Langsung ke konten utama

MEMBAWA YESUS SERTA DALAM PERAHU


(Renungan untuk PIR-OMK Paroki Keluarga Kudus Banteng Yogyakarta)

Wisma Skolastikat Claretian (CMF) Yogyakarta-11 Juli 2015

Rasanya terlalu berlebihan untuk mengatakan bahwa betapa bahagia hatiku melihat wajah Anda semua ceria. Tapi itulah rasa yang kini membalut hatiku. Meski baru sekali duduk bersama, tapi rasanya begitu nyaman. Tak tahan rasanya ingin mengenal Anda satu per satu. Kuingin mengenal Anda semua, juga kuingin merasakan apa yang tengah bergejolak di dalam hatimu. Karena kuyakin ada rasa yang sama sehingga memacu hasratku untuk segera mendekap gelora gairah hidupmu. Kuharap kita berada di ‘line’, di jalur, di frekwensi yang sama. Aturlah frekwensi hatimu agar kita mengudara di jalur yang satu dan sama.

Suatu malam kumenyusuri beranda kota Jogja. Di sana kutemui banyak keluarga menghabiskan makan malam yang ditaburi senyum dan tawa.

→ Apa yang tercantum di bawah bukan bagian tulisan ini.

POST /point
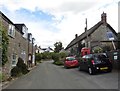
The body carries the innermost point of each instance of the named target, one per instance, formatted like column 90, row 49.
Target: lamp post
column 33, row 39
column 110, row 37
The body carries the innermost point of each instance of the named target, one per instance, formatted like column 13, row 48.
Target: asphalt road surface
column 49, row 76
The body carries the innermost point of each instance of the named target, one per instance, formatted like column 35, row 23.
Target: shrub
column 15, row 72
column 58, row 63
column 38, row 57
column 55, row 57
column 20, row 68
column 23, row 67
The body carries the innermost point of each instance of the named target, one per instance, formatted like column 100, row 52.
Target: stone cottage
column 100, row 35
column 18, row 42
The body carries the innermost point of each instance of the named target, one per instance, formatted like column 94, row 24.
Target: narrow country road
column 49, row 76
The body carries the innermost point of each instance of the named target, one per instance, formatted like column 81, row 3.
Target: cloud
column 58, row 20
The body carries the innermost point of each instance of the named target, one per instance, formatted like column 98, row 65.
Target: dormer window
column 11, row 30
column 25, row 32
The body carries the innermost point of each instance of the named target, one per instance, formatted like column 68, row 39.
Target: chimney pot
column 103, row 18
column 76, row 35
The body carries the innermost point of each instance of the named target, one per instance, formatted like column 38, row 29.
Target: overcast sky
column 50, row 21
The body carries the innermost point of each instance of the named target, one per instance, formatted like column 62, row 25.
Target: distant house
column 101, row 34
column 42, row 50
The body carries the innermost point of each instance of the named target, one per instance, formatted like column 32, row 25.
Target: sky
column 51, row 21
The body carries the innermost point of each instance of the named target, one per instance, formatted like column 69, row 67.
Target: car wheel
column 79, row 68
column 90, row 70
column 110, row 70
column 65, row 67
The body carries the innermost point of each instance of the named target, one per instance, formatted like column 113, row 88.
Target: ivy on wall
column 5, row 42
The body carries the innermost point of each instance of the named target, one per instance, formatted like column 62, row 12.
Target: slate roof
column 89, row 32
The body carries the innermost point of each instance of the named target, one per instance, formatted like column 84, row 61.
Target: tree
column 118, row 40
column 58, row 47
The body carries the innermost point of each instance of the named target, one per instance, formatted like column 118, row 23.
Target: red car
column 71, row 62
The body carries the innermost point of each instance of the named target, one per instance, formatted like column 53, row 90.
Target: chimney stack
column 104, row 18
column 76, row 35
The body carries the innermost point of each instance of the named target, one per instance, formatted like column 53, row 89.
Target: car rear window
column 71, row 58
column 100, row 58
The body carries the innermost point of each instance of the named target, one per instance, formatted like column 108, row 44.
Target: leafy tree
column 58, row 47
column 4, row 45
column 118, row 40
column 97, row 49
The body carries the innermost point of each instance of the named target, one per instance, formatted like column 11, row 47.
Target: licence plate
column 104, row 68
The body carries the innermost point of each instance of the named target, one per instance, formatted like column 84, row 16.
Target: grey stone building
column 100, row 35
column 18, row 43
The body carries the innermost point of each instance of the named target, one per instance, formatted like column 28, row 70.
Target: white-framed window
column 11, row 30
column 25, row 31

Canda ria menghiasi alun-alun kota hingga membuatku terpaku terpana menyaksikan semua itu. Sejenak terbersit dalam benakku, betapa bahagia sudut-sudut kota ini, betapa girang tembok-tembok kota, betapa ceria kelap-kelip lampu taman, sampai rumput taman pun bersorak ria meski diinjak berkali-kali para pengunjung malam itu.

Sudah 30 menit berlalu. Tapi aku masih terdiam membisu di salah satu sudut kota ini. Aku bersandar terpaku pada tembok alun-alun yang megah bagai patung pahlawan bangsa yang diabaikan masyarakat kota. Kulayangkan pandaganku. Ternyata di sudut lain, mataku menangkap sepasang kekasih. Mereka pasangan yang sangat serasi. Ya, perawakan mereka mengatakan mereka begitu serasi. Tapi penglihatanku yang dalam berkata lain.

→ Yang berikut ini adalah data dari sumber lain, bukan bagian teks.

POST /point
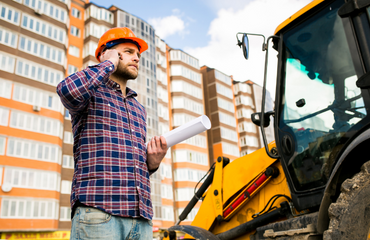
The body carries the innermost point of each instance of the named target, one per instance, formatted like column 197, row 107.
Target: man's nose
column 136, row 58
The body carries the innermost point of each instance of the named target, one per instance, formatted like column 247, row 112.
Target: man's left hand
column 156, row 150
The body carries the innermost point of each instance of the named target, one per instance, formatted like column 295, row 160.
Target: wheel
column 350, row 214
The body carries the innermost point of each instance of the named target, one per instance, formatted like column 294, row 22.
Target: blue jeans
column 91, row 223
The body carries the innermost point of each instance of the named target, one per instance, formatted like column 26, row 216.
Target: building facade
column 223, row 139
column 33, row 45
column 42, row 42
column 248, row 98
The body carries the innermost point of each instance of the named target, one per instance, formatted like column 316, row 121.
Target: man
column 111, row 189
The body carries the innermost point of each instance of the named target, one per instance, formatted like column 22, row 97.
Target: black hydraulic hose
column 253, row 224
column 196, row 197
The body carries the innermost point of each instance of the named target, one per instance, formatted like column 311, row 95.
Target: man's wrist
column 153, row 170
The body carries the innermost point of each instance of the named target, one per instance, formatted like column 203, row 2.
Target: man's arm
column 156, row 150
column 76, row 90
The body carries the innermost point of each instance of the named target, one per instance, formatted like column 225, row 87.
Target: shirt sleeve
column 76, row 90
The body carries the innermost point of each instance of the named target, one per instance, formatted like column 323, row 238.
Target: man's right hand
column 111, row 55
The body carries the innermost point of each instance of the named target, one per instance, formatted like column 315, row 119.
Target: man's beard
column 123, row 72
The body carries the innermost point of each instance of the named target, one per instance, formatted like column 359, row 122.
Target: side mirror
column 245, row 46
column 256, row 118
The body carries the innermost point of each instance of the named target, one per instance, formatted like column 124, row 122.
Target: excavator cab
column 319, row 106
column 313, row 181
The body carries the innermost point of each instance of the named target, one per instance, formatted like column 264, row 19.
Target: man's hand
column 157, row 149
column 112, row 55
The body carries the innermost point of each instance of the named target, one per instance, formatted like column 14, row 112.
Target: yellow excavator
column 313, row 181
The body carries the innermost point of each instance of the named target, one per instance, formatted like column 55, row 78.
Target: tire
column 350, row 214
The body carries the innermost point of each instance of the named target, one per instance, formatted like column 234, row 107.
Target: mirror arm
column 264, row 101
column 264, row 46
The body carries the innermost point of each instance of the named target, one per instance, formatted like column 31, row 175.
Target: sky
column 206, row 29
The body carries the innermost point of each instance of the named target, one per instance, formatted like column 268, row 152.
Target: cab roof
column 296, row 15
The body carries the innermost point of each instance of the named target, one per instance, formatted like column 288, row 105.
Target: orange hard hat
column 116, row 34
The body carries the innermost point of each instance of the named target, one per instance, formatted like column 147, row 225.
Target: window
column 35, row 123
column 227, row 92
column 75, row 31
column 43, row 28
column 74, row 51
column 7, row 62
column 32, row 179
column 226, row 105
column 166, row 191
column 2, row 145
column 244, row 100
column 180, row 86
column 229, row 134
column 68, row 138
column 181, row 56
column 179, row 70
column 38, row 72
column 8, row 38
column 35, row 96
column 66, row 187
column 181, row 118
column 166, row 170
column 167, row 213
column 76, row 13
column 223, row 77
column 227, row 119
column 4, row 116
column 5, row 88
column 9, row 14
column 29, row 208
column 33, row 150
column 65, row 214
column 181, row 102
column 68, row 161
column 72, row 69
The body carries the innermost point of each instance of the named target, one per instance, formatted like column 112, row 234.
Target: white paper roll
column 187, row 130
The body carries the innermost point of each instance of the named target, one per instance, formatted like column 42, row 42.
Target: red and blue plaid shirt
column 109, row 148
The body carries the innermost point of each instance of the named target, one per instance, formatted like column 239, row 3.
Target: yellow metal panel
column 257, row 203
column 236, row 175
column 297, row 15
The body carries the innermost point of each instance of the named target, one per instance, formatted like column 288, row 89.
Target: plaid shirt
column 109, row 148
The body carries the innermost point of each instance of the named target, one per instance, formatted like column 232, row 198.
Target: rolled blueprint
column 187, row 130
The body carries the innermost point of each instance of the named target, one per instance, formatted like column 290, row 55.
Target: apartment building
column 167, row 182
column 186, row 102
column 33, row 46
column 41, row 42
column 248, row 98
column 219, row 101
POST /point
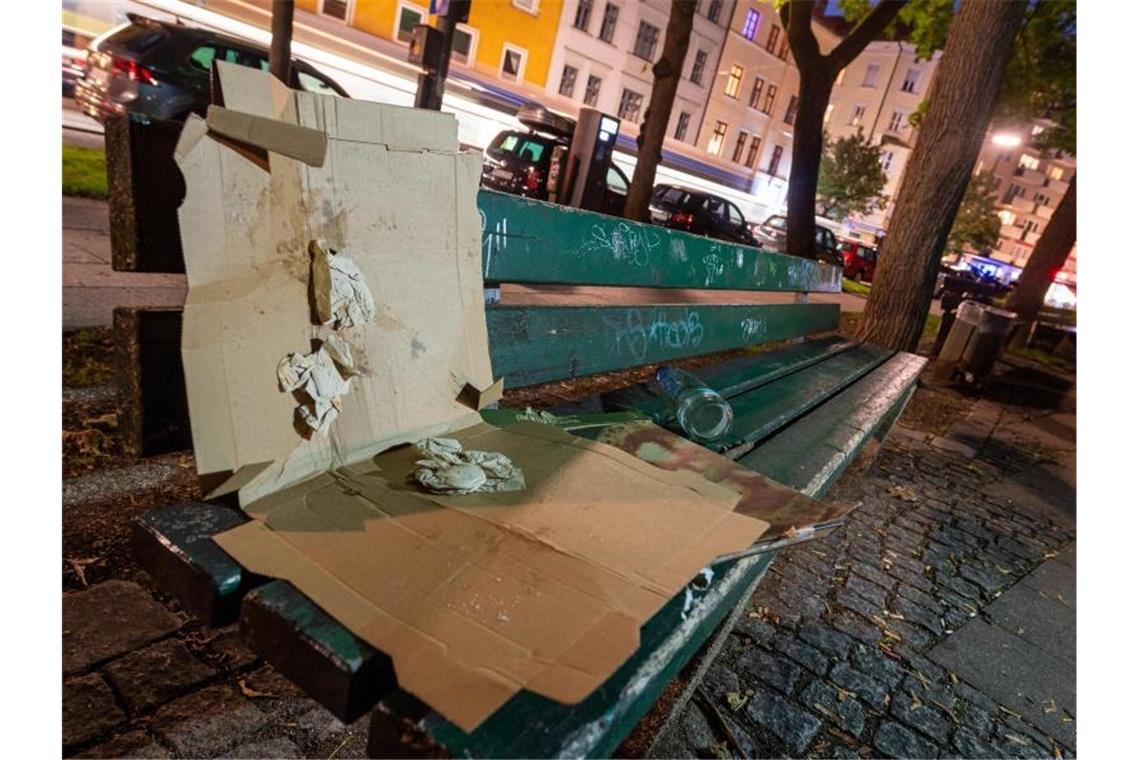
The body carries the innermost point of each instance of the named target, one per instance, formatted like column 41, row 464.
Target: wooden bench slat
column 812, row 455
column 536, row 243
column 537, row 344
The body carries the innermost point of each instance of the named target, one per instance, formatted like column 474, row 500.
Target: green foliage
column 84, row 172
column 851, row 177
column 1041, row 76
column 977, row 223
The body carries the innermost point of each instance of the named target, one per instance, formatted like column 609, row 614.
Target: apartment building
column 751, row 108
column 1031, row 186
column 604, row 55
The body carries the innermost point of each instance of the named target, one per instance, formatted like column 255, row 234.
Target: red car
column 858, row 260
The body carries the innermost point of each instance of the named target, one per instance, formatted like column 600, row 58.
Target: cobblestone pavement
column 837, row 654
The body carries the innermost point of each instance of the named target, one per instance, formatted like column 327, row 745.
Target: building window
column 770, row 98
column 609, row 23
column 886, row 160
column 773, row 38
column 754, row 99
column 715, row 7
column 871, row 76
column 751, row 23
column 645, row 45
column 699, row 62
column 463, row 45
column 738, row 152
column 790, row 114
column 911, row 81
column 732, row 87
column 569, row 78
column 774, row 160
column 336, row 9
column 717, row 140
column 629, row 108
column 513, row 64
column 581, row 16
column 754, row 150
column 682, row 127
column 593, row 87
column 407, row 18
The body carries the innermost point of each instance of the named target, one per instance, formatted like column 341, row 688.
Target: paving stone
column 857, row 628
column 831, row 642
column 845, row 712
column 273, row 748
column 156, row 675
column 108, row 620
column 896, row 741
column 209, row 722
column 89, row 709
column 132, row 744
column 774, row 670
column 869, row 688
column 794, row 725
column 872, row 593
column 799, row 651
column 990, row 580
column 873, row 662
column 927, row 720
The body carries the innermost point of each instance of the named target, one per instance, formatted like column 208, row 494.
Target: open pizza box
column 334, row 317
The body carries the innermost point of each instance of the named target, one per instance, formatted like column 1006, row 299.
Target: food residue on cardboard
column 447, row 468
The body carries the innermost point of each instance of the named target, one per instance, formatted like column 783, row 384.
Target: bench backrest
column 535, row 243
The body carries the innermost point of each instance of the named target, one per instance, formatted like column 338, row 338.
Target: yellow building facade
column 511, row 40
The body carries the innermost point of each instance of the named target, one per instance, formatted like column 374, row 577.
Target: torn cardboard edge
column 301, row 142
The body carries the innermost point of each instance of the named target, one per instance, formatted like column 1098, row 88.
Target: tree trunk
column 282, row 26
column 666, row 75
column 1049, row 255
column 806, row 155
column 962, row 101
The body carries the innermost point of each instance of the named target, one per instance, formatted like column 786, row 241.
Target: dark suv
column 698, row 212
column 530, row 163
column 162, row 71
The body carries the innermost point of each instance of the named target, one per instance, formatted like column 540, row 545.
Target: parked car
column 773, row 233
column 858, row 260
column 529, row 163
column 699, row 212
column 162, row 71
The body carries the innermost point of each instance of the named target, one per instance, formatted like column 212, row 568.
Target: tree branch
column 796, row 17
column 869, row 29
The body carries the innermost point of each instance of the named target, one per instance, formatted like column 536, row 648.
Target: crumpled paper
column 341, row 295
column 324, row 376
column 447, row 468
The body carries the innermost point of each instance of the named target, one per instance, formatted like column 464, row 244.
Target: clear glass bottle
column 701, row 413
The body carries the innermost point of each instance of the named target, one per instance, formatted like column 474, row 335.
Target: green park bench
column 805, row 411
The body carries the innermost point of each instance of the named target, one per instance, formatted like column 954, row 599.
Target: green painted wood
column 538, row 344
column 532, row 242
column 814, row 452
column 531, row 726
column 734, row 376
column 764, row 410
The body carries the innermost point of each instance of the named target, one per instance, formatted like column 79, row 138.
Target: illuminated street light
column 1007, row 140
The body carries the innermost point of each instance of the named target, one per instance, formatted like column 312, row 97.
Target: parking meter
column 588, row 160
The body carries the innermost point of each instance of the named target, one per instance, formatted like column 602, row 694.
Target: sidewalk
column 939, row 621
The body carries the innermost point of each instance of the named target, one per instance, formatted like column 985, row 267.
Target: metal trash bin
column 974, row 343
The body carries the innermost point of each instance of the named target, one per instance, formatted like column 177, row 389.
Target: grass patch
column 88, row 357
column 84, row 172
column 856, row 288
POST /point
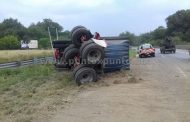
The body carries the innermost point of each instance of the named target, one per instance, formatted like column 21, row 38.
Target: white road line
column 181, row 72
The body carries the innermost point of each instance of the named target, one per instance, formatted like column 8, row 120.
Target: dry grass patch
column 18, row 55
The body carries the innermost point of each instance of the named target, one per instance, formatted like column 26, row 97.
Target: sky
column 108, row 17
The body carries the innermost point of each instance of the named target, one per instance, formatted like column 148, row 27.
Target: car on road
column 146, row 50
column 167, row 46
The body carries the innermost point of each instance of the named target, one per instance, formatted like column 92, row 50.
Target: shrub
column 44, row 43
column 9, row 42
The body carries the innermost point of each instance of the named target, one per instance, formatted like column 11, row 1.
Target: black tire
column 61, row 66
column 70, row 55
column 78, row 33
column 76, row 27
column 85, row 75
column 78, row 67
column 84, row 44
column 93, row 54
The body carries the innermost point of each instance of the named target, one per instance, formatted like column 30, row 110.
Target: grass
column 30, row 91
column 18, row 55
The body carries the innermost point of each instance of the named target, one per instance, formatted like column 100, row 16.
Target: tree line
column 12, row 31
column 178, row 29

Bola mataku menangkap kerut kening, hentakan tangan yang keras, dan moncong panjang yang tengah membual bisa. Berkali-kali si gadis manis berpipi lesung merintih, berteriak, dan meraung: “Kamu jahat! Kamu tega membuat aku merana.”

Tapi sayang sekali. Rintihan derita si gadis dijawab dengan sekali tamparan. Eh, bukan hanya sekali, melainkan dua kali, tiga kali, empat kali, lima kali, berkali-kali. Dan akhirnya pipi lesung manis itu memerah bagai delima merekah yang diguyur hujan air mata.

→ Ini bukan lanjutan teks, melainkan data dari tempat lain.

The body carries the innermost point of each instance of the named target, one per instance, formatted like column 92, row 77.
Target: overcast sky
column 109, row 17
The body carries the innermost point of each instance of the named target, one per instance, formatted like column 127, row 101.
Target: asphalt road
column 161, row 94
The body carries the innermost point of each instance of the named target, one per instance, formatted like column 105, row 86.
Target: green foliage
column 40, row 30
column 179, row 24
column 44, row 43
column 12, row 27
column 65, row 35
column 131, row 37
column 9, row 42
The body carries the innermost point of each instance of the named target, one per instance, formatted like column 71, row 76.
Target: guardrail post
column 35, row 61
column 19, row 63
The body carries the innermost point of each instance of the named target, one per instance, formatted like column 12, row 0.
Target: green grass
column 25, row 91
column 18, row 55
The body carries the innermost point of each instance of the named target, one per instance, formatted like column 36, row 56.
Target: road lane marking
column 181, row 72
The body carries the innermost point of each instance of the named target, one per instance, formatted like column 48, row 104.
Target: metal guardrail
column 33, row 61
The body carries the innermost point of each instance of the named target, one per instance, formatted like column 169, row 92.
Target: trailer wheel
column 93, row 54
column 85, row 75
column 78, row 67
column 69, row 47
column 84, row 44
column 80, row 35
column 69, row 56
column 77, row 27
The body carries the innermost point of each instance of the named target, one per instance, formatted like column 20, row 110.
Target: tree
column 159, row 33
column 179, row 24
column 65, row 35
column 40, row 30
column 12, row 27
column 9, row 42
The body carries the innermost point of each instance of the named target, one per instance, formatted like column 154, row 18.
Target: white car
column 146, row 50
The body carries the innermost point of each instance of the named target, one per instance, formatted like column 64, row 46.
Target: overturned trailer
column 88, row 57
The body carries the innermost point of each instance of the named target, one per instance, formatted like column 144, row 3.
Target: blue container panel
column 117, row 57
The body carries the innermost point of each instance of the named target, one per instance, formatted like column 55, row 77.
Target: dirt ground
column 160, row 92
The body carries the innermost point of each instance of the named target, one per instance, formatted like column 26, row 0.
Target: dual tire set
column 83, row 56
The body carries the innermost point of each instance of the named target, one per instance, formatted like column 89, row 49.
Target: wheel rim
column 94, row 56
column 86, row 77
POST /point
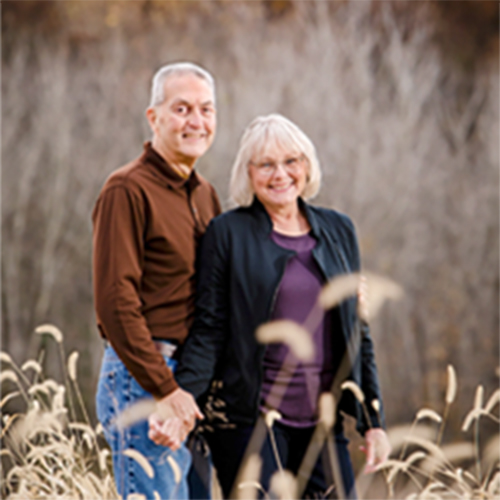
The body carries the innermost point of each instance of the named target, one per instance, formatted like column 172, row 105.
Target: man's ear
column 151, row 116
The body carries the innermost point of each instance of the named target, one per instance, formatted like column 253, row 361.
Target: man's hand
column 377, row 449
column 174, row 419
column 183, row 406
column 170, row 432
column 363, row 302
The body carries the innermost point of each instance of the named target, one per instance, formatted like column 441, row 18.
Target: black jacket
column 240, row 269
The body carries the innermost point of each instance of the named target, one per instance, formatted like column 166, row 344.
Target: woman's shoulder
column 330, row 216
column 231, row 219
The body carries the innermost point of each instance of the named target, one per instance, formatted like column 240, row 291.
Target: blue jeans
column 228, row 447
column 117, row 390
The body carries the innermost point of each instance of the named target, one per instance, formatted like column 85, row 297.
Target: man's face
column 184, row 124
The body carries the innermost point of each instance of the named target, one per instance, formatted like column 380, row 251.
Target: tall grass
column 51, row 450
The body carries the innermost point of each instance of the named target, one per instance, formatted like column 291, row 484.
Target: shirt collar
column 152, row 157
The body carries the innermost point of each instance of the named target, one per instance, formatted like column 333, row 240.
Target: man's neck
column 183, row 168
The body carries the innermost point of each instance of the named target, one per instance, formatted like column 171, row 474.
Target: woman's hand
column 170, row 432
column 377, row 449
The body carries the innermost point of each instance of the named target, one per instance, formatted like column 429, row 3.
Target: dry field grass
column 50, row 449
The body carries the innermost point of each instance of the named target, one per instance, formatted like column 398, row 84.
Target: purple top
column 289, row 385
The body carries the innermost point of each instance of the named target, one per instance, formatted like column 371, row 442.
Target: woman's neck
column 288, row 220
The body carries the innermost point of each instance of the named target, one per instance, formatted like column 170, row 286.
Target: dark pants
column 228, row 447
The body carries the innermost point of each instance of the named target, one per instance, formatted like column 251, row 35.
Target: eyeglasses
column 291, row 165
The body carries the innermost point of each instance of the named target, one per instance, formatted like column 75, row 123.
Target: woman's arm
column 207, row 336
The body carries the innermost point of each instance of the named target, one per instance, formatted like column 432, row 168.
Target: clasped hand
column 174, row 419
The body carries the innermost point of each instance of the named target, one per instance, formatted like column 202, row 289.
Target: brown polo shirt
column 147, row 223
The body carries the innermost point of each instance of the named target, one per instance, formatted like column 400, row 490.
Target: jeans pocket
column 107, row 397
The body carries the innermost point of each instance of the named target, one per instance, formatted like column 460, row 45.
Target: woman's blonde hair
column 263, row 134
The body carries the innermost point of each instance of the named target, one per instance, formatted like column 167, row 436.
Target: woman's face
column 278, row 177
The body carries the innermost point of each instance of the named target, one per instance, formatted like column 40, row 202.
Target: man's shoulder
column 204, row 184
column 128, row 176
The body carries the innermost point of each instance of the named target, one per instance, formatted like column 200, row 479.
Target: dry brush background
column 400, row 98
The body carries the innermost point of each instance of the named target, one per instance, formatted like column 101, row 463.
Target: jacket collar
column 167, row 173
column 265, row 220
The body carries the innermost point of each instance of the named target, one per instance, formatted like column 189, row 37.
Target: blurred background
column 400, row 98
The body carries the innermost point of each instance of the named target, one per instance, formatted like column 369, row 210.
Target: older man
column 148, row 220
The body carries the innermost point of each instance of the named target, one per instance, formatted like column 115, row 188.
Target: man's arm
column 118, row 245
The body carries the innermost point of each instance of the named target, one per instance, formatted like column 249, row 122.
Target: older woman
column 268, row 260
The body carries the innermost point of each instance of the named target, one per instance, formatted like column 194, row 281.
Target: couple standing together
column 187, row 338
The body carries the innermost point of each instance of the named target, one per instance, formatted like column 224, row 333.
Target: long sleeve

Kubayangkan perih dan pedih si gadis manis itu. Ingin rasanya kudekati gadis itu. Ingin kuyakinkan dia: ‘hidupnya masih berarti’. Bukan hanya bagi kekasihnya itu, melainkan juga bagi semua orang di alun-alun kota itu, bagi pohon-pohon yang tengah berjoget diterpa angin malam, bagi batu-batu yang tak pernah mengeluh dihantam sepatu pengunjung yang congkak, bagi pagar kota yang diobrak-abrik remaja dan pemuda jahil; paling tidak hidupnya sangat berarti bagiku yang saat itu tengah berhasrat menyuarakan sakit hatinya dalam lamunanku malam itu.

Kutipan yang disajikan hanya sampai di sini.